Since 2006 the state has allotted an average of $38.5 million annually to the FastTrack. The governor’s 2013 fiscal year budget plan outlines development grants that would award up to $70 million through the program.
“Right now, with cash grants in Tennessee, you can spend them on two things, you can spend them on infrastructure or training,” he told TNReport after speaking to the Tennessee Hospital Association in Nashville Thursday.

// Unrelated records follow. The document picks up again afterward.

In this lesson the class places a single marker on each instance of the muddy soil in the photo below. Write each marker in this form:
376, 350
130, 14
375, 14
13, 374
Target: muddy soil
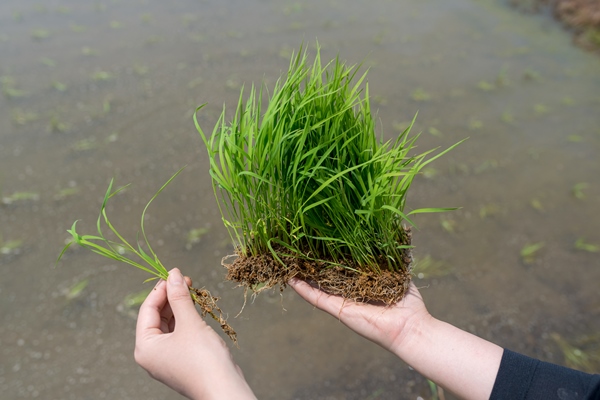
581, 17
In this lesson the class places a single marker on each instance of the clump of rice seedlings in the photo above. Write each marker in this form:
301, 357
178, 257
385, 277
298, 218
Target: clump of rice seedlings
135, 255
307, 189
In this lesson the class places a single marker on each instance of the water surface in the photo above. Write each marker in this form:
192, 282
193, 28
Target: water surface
96, 90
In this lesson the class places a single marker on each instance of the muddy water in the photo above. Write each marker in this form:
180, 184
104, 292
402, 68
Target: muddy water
95, 90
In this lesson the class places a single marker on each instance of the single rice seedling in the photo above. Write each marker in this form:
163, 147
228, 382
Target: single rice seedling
307, 189
145, 260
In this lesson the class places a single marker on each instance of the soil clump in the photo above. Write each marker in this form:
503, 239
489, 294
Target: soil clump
342, 278
208, 305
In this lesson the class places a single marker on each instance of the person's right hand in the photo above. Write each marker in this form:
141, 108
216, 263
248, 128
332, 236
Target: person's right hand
388, 326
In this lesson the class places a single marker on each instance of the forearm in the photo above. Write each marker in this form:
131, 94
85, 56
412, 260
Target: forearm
454, 359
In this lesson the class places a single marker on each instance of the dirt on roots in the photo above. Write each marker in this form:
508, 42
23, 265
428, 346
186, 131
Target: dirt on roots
264, 271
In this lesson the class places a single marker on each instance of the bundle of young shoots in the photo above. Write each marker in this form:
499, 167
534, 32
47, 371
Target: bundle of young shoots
121, 250
307, 189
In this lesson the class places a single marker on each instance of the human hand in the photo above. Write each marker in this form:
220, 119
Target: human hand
176, 346
388, 326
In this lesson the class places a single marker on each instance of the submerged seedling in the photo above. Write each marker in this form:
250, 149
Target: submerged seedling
76, 289
20, 196
576, 356
140, 254
194, 236
529, 252
307, 189
419, 94
10, 246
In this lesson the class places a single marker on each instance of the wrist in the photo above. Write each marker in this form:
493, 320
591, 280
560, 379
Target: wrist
415, 327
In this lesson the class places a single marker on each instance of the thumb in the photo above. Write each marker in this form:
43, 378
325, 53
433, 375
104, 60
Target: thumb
178, 294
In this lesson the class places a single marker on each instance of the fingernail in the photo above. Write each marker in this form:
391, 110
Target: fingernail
175, 277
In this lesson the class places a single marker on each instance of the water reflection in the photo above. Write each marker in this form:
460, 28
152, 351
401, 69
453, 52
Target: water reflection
97, 90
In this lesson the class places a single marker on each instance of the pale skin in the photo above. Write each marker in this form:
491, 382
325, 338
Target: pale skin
191, 358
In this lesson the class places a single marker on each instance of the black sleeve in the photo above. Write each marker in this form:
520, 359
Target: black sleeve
521, 378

“What we’ve said is in some extenuating situations – maybe we’re going into an area with high unemployment, one of our rural counties with high unemployment – we would like to use those grants for other things as well. For employee relocation costs and some things that currently can’t be covered by infrastructure or training grants.”
The governor’s administration also sought to clarify some apparent confusion about what the bill would change about the current program.
“The administration’s legislation on cash grants expands the current FastTrack program,” Haslam spokesman Dave Smith said in a statement emailed to TNReport. “So just like the current FastTrack program, these would not be direct payments to companies, but the reimbursements would go through local Industrial Development Boards as is the current process.”
Haslam said his preference for cash grants, as opposed to tax credits, is grounded in transparency.
“The reason for cash grants rather than tax credits is it’s much more transparent. Cash grants have to be approved by the funding board – tax credits don’t,” he said. “If I’m in the media business, I would prefer cash grants to tax credits because everyone knows here’s exactly what you’re spending and here’s where it’s going, which is not the situation you have when you go to tax credits.”
The Haslam administration is also pressing the Legislature for passage of SB2206, a measure that’s encountered bipartisan apprehension over the past several weeks. Skeptics are uncomfortable that it grants government the power to keep secret information it would begin collecting about individual ownership interests in companies seeking millions in taxpayer-financed grants and incentives.
Earlier in the day, during his weekly press conference, Lt. Gov. Ron Ramsey expressed a certain amount of discomfort about expanding FastTrack’s scope. He said he likes the way the program currently works. Asked if that contradicts Republicans’ stated preference for free-market approaches, Ramsey said he views the current program as “doing for businesses what they can’t do themselves.”
“If a new company is coming in, we ought to put in the infrastructure, we need to build the roads, we need to put in the sewer lines, we need to make sure the gas line is there and the utilities,” he said. “That is a perfect example of what government is supposed to be doing as opposed to just giving arbitrary tax breaks that sometimes are immeasurable [and] go on for decades.”
With regards to his feelings on Haslam’s planned expansion of the program, Ramsey had less to say.
“I still like the utilities and infrastructure,” he said. “We’re talking about that bill.”
When reporters pressed him about what seemed like opposition to the governor’s bill, Ramsey denied the charge. When a reporter asked him if he hadn’t come real close to opposition, he laughed.
“I didn’t say that,” he said. “I’m pretty good at coming real close.”
Andrea Zelinski contributed to this report.